Dozens of other lights, which Corbin recognized as fairies, slipped out of the bushes, gathering around him even as the beast stormed forth, only twenty feet away. “You can do it,” the soft voice assured. A warm feeling filled Corbin, and he looked up at the monster. He couldn’t give up. Not yet. There were people who still needed him.
A fiery energy he’d never felt before filled his weary limbs with newfound strength, and, though his body groaned in protest, Corbin sprang forward, letting loose a war cry as he brandished his sword. He was still terrified. His body still ached with pain. He still wanted to give up. But now he had the strength to press forward, to put up just one last fight. He would probably lose, he knew, but at least he would go out fighting. Maybe he could make his dad proud.
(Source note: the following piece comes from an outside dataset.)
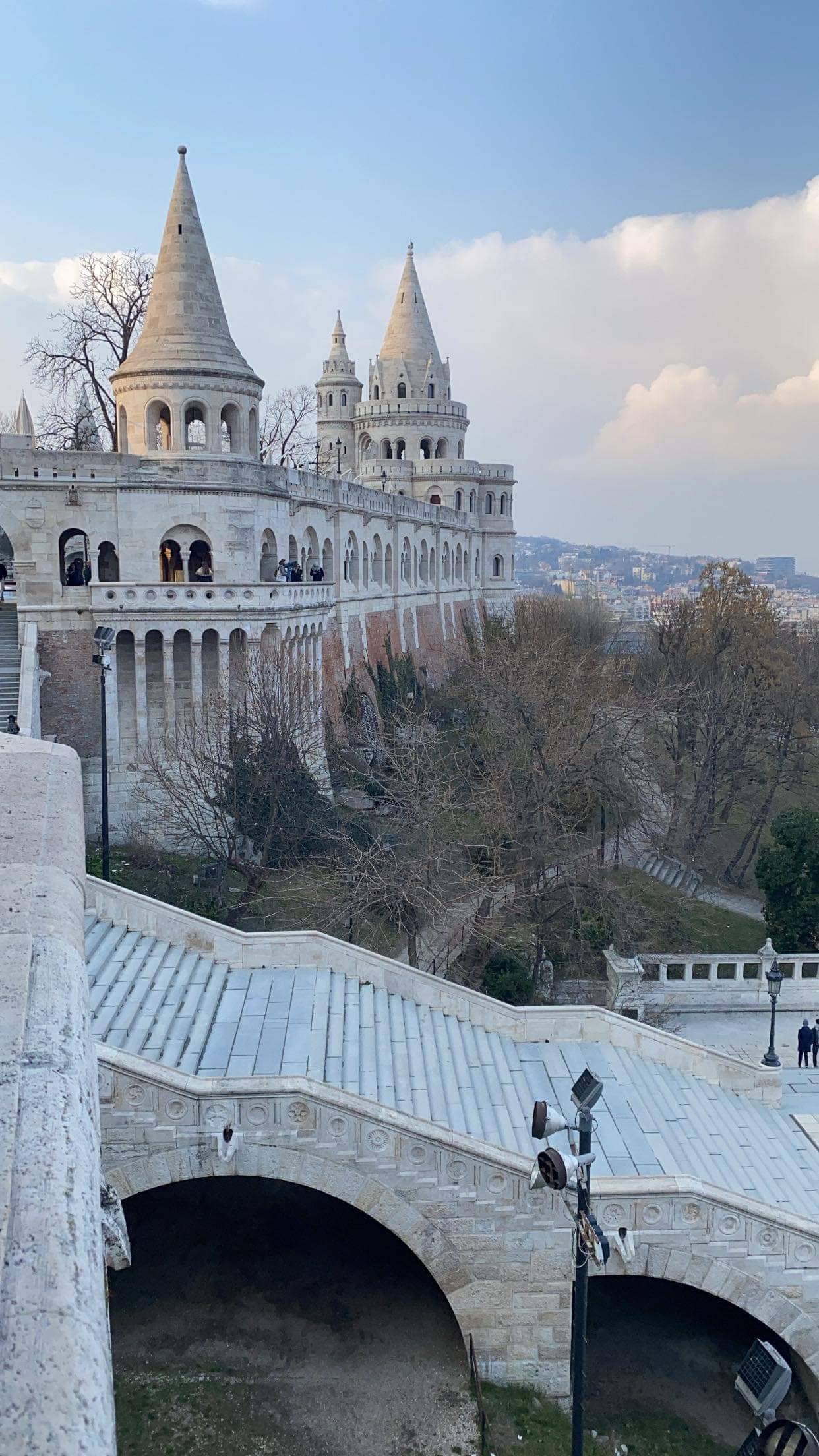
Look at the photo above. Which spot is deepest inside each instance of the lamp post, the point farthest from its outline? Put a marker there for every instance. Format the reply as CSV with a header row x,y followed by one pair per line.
x,y
774,979
104,638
With a roar, he drove his sword into the monster’s leg, and the beast uttered a scream Corbin had never heard before. Without pause, he raced under its belly, swiveling to face its chest as the beast squealed in agony. Corbin thrust the sword up at its belly, grimacing in pain. The sword passed through the monster’s protective scales, and it threw its head back, wailing. Then it staggered back, its tails thrashing wildly as it arched its back in pain. “Now, the final blow,” the fairy whispered. “The end is near.”
Whether it was Corbin’s end or the monster’s, he was about to find out. He pushed his trembling legs to go as fast as they could as he sprang, shoving his sword into the beast’s heart. It reared back, its yellowed eyes opening wide in surprise, and its immense maw opened wider than Corbin had thought possible. Then a blood-curdling shriek filled the air, only to abruptly cut off as the demon froze where it stood. The light in its eyes dulled, and both the monster and the sword began to crumble away, little flakes of them blowing away in the wind as if they had been made from nothing more than dust. Once the last of it blew away, all fell silent. Corbin sank to his knees in shock.
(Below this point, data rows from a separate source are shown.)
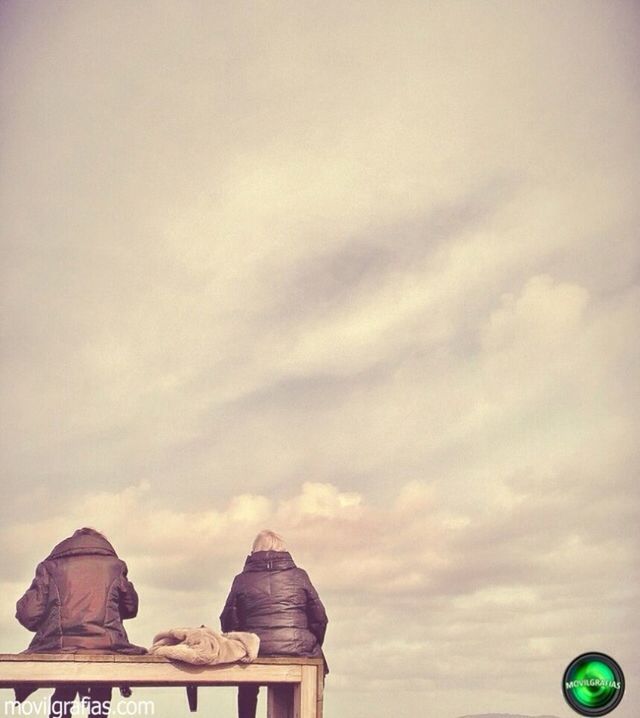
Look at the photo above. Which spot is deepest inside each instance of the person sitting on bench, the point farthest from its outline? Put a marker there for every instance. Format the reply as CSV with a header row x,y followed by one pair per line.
x,y
275,599
76,603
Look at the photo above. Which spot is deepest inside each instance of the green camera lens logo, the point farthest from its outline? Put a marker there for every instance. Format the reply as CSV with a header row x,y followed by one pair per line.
x,y
593,684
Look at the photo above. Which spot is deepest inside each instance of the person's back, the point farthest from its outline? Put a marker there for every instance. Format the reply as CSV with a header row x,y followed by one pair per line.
x,y
79,597
275,599
76,603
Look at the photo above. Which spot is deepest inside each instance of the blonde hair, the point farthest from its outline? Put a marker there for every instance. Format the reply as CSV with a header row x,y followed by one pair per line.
x,y
268,541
He did it! A light, happy feeling filled his chest, and he inhaled deeply, the air suddenly delicious to him. Slowly, he rose to his feet, still stunned. He could hardly believe it! Looking up, he could see the warm, inviting light of dawn on its way, and he stared in amazement. Only last night, this place had held the promise of death, but now it seemed no more than a faded collection of bad memories, to be chased away by the light of day. Corbin paused as he turned to leave. “Thank you,” he croaked. He received no reply.
As Corbin made his way out of the woods, the sunlight hit the trees, and the red and orange leaves seemed to light on fire as a pack of dragonlings took flight, chirruping as the sun lit everything up with a golden color. To Corbin, it wasn’t just a breathtaking view. It was the promise of a new day.